O parecer técnico, aprovado pelo Ministério Público Eleitoral (MPE), identificou falhas graves na arrecadação e aplicação dos recursos de campanha.
Entre as principais irregularidades estão:
- Pagamentos realizados com recursos do Fundo Especial de Financiamento de Campanha (FEFC), totalizando mais de R$ 2,1 milhões, sem comprovação dos serviços prestados;
- Gastos omitidos nas prestações parciais; emissão de notas fiscais canceladas sem justificativas consistentes;
- Repasses de verbas públicas a candidatos de partidos não coligados, em descumprimento à legislação eleitoral;
- Contratações relacionadas a marketing digital e produção audiovisual sem documentação comprobatória;
- Além de inconsistências em relatórios e ausência de explicações sobre o uso de veículos durante a campanha.
De acordo com a decisão, essas falhas teriam comprometido a confiabilidade e transparência das contas, fundamentando assim a reprovação.

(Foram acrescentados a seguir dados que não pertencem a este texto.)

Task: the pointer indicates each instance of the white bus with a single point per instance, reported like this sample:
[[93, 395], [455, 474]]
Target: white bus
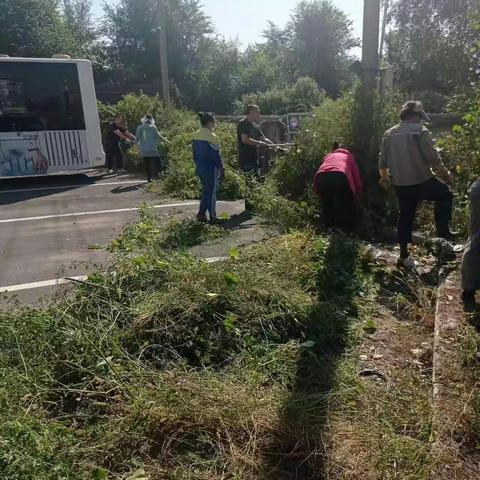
[[48, 117]]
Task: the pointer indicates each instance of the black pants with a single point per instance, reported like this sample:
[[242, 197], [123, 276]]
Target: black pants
[[337, 199], [251, 179], [114, 159], [152, 167], [433, 190]]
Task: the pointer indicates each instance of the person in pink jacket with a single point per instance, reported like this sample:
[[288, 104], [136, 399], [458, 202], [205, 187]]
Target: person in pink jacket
[[338, 184]]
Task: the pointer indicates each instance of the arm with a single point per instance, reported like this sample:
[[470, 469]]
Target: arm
[[124, 135], [356, 174], [432, 157], [250, 141], [383, 166]]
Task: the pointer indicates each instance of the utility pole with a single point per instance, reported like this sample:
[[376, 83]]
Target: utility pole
[[162, 40], [370, 60], [386, 5]]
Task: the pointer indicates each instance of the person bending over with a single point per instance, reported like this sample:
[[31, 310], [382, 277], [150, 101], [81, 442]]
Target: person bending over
[[209, 166], [338, 184], [408, 158]]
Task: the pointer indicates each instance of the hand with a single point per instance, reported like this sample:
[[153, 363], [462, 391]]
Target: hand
[[385, 182], [449, 178]]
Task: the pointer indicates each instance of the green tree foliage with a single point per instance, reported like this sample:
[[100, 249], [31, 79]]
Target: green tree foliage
[[430, 45], [132, 26], [303, 95], [216, 78], [320, 37]]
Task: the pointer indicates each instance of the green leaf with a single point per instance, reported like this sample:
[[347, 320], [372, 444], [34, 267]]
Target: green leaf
[[139, 475], [234, 253], [231, 279], [229, 322], [370, 327], [140, 260], [100, 474]]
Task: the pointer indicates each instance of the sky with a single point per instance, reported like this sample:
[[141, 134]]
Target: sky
[[246, 19]]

Diante das irregularidades, o juiz Alex Nunes de Figueiredo, determinou que o então candidato devolva ao Tesouro Nacional o valor integral de R$ 2.804.867,65 no prazo de cinco dias após o trânsito em julgado da decisão. Caso a determinação não seja cumprida, a Advocacia-Geral da União (AGU) será acionada para promover a cobrança.
Além disso, os autos serão encaminhados ao Ministério Público Eleitoral para investigar possível apropriação indevida de recursos públicos, o que pode resultar em desdobramentos na esfera criminal.
A reprovação das contas pode trazer consequências significativas para Abílio Brunini, inclusive no âmbito eleitoral. A legislação prevê que a desaprovação das contas pode acarretar inelegibilidade em futuras disputas, a depender da análise das circunstâncias específicas e de eventuais processos judiciais subsequentes.
A defesa de Abilio ainda pode recorrer da decisão.